Outsourcing, another partnering strategy, plays a smaller role in hospitals' plans these days. The number of hospitals pursuing outsourcing to cope with change has dropped to 28% from 33%. Paired with a decline in the number of hospitals planning services changes, that shift indicates not that those strategies are less attractive but that they've already been instituted, Chafetz says. "Hospitals will be more focused on reskilling their work force to derive the benefits from the changes they've made," he says.
On the rise are outsourcing of engineering, equipment maintenance, internal auditing and legal services. The share of hospitals outsourcing engineering services hit 14% this year compared with 9% in the previous year; while equipment maintenance outsourcing jumped to 42% from 35%.
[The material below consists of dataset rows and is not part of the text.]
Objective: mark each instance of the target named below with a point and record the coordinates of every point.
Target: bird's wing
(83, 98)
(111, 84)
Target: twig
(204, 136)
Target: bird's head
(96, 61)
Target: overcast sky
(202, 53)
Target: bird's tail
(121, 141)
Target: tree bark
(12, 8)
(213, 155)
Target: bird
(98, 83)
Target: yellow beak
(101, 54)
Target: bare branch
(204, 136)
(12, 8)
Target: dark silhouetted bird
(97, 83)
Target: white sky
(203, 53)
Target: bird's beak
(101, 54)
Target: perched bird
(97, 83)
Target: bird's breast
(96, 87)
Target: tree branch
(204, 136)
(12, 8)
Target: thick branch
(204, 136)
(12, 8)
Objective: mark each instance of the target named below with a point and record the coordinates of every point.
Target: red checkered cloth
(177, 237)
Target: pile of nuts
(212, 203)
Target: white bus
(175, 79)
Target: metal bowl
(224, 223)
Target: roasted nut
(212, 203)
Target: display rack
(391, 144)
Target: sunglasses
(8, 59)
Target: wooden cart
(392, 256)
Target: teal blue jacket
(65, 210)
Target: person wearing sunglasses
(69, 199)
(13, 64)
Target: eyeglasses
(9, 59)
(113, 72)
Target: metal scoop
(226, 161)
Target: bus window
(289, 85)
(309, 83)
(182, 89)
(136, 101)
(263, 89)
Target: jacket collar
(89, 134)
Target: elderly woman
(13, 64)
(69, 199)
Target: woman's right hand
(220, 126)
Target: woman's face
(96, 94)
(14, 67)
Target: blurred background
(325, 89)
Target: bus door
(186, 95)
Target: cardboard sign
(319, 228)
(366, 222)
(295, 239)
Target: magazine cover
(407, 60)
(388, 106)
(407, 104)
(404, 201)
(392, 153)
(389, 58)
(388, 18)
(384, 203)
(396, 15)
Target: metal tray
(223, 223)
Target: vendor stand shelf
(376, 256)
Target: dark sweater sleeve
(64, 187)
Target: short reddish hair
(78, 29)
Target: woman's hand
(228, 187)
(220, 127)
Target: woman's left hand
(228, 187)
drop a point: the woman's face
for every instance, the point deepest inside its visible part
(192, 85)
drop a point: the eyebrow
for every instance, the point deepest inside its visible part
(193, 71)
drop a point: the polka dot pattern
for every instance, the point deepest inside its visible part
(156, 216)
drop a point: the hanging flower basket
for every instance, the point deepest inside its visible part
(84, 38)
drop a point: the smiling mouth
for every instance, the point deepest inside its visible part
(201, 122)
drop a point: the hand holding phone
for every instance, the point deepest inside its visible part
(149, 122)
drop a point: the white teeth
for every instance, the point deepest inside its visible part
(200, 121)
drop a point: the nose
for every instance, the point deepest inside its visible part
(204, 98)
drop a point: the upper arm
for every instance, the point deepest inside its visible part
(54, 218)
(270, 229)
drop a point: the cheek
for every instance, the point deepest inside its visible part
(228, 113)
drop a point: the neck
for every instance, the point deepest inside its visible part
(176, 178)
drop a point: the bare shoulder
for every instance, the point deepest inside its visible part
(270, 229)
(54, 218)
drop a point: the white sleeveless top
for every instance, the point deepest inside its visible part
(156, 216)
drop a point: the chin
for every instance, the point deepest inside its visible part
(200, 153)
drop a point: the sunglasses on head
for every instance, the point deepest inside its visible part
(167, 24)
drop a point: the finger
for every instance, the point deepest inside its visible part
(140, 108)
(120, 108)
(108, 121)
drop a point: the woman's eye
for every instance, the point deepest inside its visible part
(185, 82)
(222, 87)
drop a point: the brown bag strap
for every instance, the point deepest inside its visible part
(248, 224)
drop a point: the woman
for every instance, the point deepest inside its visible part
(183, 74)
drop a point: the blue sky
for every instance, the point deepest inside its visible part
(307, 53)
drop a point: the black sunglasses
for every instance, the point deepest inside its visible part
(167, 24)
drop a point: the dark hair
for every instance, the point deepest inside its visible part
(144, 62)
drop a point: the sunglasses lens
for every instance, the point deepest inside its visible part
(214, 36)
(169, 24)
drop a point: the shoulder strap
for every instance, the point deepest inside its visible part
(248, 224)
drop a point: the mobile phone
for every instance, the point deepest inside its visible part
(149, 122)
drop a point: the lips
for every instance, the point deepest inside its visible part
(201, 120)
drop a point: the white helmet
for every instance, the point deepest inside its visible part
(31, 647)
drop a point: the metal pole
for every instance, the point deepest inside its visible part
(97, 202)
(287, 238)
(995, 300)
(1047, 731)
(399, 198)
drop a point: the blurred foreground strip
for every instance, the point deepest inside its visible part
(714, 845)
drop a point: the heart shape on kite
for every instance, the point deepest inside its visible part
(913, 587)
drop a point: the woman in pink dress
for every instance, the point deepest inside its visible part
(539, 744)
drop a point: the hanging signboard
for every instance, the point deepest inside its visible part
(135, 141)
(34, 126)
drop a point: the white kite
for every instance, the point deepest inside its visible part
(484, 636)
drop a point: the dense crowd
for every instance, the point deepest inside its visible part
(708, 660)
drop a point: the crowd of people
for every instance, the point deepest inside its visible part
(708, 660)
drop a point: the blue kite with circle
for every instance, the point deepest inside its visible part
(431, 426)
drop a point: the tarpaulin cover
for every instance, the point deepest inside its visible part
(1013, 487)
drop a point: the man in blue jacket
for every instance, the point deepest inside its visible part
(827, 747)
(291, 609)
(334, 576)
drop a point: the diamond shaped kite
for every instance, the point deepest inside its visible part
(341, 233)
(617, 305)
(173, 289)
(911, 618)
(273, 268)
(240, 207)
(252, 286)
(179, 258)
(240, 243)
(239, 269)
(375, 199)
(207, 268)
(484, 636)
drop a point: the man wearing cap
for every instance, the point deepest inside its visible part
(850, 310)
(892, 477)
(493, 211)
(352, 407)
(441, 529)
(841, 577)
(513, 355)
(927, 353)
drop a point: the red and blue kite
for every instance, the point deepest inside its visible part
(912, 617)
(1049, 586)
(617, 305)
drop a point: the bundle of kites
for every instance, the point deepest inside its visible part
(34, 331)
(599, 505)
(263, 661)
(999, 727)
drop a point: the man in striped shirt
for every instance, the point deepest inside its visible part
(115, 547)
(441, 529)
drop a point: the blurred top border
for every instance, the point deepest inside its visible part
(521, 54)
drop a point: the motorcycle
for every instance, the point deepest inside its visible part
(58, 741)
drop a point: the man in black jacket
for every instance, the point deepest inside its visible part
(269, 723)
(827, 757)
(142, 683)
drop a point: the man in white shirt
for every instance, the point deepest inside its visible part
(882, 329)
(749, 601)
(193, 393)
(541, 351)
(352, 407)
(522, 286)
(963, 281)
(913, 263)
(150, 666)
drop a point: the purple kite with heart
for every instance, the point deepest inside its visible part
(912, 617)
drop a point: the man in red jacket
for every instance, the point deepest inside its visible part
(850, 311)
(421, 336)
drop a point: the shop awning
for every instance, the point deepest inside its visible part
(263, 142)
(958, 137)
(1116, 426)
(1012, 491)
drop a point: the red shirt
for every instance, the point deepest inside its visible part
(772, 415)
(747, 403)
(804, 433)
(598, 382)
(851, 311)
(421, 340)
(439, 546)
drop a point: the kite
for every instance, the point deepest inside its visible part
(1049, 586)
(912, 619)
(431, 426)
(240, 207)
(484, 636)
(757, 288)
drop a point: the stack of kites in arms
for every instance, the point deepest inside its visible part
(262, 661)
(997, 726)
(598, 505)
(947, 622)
"It's part of a trend to stick with core competencies," Chafetz says. "Outsource those things that aren't core competencies to those who have them as core competencies."
Within the human resources department, the tasks most likely to be outsourced are defined contribution administration, such as 401(k) plans, and defined benefit administration, like traditional pension plans.
Surprisingly, given the challenges human resources departments face, outsourcing of most other human resources activities isn't favored. For every other human resources task -- compensation, evaluations, health and welfare, labor, recruiting and training -- the vast majority of hospitals, into the mid-90th percentiles, prefer to do it themselves.